The conditional 'if p then q' (p → q) is false only when p is true and q is false; in all other cases it is true. The biconditional 'p if and only if q' (p ↔ q) is true when both have the same truth value.
Relate conditionals to everyday reasoning: 'If it rains, the ground is wet' is false only if it rains but the ground stays dry.
From your work with logical connectives, you know that AND, OR, and NOT have truth tables that match ordinary language fairly closely. The conditional p → q (read "if p then q") is the connective that tends to trip people up, because its truth table diverges from everyday intuition in one row. Let's build it from scratch. If p is true and q is true — it rained and the ground is wet — then "if it rains, the ground is wet" looks true. If p is true and q is false — it rained but the ground is dry — then the conditional is clearly *false*; the promised relationship failed. Those two cases are uncontroversial.
The confusing cases are when p is false. If it didn't rain, can "if it rains, the ground is wet" be false? Consider the speaker's commitment: they promised that *whenever* it rains, the ground gets wet. If it never rains today, the promise is never tested — you can't accuse them of lying. The standard convention in classical logic is to call a conditional true whenever its hypothesis is false, regardless of whether the conclusion is true or false. This is called vacuous truth. It allows universal statements like "all prime numbers greater than 2 are odd" to be true even though we never verify the claim for each prime individually — we just confirm the pattern holds whenever the hypothesis applies.
The truth table is therefore: p → q is false in exactly one row (T, F), and true in all three others. A useful reading is "p → q says p is sufficient for q, or equivalently q is necessary for p." If you know it rained (p), you're guaranteed the ground is wet (q); if you know the ground is dry (not q), you're guaranteed it didn't rain (not p). This second statement — not q → not p — is the contrapositive, and it is logically equivalent to the original. Proofs by contrapositive exploit this equivalence: rather than assuming p and proving q, you assume not q and prove not p.

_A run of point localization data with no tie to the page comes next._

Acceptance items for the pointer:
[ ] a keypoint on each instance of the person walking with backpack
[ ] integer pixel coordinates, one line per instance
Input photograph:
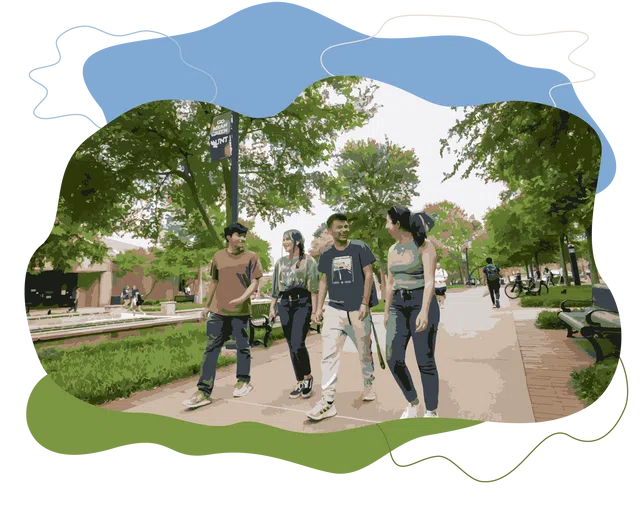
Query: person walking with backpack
(492, 271)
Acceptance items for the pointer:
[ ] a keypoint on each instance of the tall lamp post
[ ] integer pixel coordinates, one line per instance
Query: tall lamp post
(574, 265)
(466, 257)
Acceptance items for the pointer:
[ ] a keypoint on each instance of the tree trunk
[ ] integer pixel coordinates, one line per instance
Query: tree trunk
(593, 257)
(564, 258)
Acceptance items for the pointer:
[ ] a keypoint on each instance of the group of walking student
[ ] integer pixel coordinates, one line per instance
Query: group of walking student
(300, 285)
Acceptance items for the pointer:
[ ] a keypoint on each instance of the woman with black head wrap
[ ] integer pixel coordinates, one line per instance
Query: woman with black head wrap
(411, 307)
(295, 285)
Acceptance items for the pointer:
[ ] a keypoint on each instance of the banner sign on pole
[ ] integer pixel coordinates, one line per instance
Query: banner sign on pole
(220, 136)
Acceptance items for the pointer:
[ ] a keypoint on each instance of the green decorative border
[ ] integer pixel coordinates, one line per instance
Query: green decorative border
(67, 427)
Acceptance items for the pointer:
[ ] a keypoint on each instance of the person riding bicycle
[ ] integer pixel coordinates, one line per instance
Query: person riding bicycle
(492, 271)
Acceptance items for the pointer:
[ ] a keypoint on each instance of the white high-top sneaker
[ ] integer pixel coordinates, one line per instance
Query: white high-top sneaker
(410, 412)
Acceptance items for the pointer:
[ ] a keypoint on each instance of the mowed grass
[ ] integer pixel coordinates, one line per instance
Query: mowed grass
(555, 297)
(115, 369)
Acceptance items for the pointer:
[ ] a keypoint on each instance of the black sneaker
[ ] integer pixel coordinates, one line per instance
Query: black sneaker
(307, 384)
(297, 391)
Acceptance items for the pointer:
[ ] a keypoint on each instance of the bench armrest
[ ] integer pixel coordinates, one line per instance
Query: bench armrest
(562, 305)
(599, 310)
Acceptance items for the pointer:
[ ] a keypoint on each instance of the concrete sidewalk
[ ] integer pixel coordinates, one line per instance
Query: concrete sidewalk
(482, 377)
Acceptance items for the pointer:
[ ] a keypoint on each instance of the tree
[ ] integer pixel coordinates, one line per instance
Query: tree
(67, 244)
(452, 228)
(124, 176)
(371, 177)
(535, 150)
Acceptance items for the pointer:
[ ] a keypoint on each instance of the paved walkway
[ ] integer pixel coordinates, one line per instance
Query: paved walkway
(481, 370)
(549, 358)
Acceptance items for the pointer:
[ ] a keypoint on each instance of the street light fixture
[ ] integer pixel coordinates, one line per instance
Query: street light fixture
(466, 250)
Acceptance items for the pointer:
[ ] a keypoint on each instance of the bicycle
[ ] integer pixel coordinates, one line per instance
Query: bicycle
(515, 289)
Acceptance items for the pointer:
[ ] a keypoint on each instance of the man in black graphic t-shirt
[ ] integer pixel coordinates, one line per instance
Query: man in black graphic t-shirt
(346, 273)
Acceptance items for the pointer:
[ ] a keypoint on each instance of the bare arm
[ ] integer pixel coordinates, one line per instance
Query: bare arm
(388, 296)
(212, 287)
(368, 283)
(429, 263)
(322, 291)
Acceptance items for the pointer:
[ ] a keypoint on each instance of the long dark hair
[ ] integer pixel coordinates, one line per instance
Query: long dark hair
(298, 240)
(418, 223)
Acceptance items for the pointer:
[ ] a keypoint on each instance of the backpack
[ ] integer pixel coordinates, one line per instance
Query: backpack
(492, 272)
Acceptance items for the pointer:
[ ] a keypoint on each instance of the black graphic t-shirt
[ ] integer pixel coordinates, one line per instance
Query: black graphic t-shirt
(345, 275)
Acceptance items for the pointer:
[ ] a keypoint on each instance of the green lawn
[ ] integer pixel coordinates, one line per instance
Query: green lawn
(554, 298)
(114, 369)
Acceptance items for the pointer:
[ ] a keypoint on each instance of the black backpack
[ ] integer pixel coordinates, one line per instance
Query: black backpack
(493, 272)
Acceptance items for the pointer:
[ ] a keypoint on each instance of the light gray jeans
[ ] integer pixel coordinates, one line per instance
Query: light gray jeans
(336, 327)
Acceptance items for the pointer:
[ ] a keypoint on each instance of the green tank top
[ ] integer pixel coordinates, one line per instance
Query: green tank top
(405, 264)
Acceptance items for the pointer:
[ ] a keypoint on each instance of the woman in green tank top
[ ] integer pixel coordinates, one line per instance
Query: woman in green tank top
(411, 307)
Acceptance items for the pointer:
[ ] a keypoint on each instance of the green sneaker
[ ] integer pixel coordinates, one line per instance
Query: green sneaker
(197, 400)
(241, 389)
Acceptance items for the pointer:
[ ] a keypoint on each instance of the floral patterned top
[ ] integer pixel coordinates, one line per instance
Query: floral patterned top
(287, 277)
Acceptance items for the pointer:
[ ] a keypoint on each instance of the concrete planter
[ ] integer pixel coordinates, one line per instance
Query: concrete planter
(168, 308)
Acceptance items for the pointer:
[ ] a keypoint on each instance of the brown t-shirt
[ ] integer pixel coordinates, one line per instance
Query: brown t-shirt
(234, 274)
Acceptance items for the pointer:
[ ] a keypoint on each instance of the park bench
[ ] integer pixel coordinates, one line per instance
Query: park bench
(185, 298)
(263, 323)
(593, 323)
(535, 289)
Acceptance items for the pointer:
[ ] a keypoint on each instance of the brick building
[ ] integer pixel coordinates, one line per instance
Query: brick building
(98, 283)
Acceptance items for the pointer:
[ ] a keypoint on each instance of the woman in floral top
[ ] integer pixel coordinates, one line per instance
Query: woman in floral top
(295, 284)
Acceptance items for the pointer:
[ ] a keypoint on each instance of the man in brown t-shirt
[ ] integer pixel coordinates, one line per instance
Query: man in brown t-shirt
(236, 273)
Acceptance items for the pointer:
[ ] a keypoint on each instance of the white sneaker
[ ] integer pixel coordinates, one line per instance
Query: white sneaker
(242, 388)
(369, 394)
(197, 400)
(322, 410)
(410, 412)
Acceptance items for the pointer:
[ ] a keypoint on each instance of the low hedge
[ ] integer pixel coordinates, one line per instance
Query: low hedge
(115, 369)
(549, 320)
(595, 382)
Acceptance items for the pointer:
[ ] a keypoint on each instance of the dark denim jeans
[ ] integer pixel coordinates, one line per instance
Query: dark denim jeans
(494, 290)
(403, 312)
(219, 329)
(295, 316)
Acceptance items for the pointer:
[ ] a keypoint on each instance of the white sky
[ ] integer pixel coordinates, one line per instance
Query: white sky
(410, 122)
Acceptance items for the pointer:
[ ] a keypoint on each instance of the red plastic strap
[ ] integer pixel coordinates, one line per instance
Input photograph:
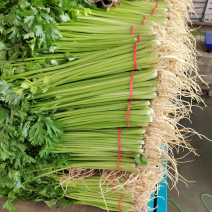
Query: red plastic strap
(153, 11)
(122, 197)
(144, 20)
(132, 30)
(119, 145)
(139, 38)
(135, 59)
(112, 183)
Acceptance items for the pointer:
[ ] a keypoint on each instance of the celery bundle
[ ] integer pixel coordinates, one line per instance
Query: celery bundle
(63, 105)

The biconditional p ↔ q (read "p if and only if q") is simply the conjunction of both conditionals at once: (p → q) AND (q → p). It is true precisely when p and q have the same truth value — both true or both false. In mathematics, "if and only if" (often abbreviated "iff") signals a claim of equivalence: the two conditions are interchangeable. When a definition says "a number is even if and only if it is divisible by 2," it means divisibility by 2 is not merely a consequence of being even — it is the *exact same property*, just phrased differently. Learning to recognize which direction (or both directions) a proof requires is one of the most practical skills in rigorous mathematics.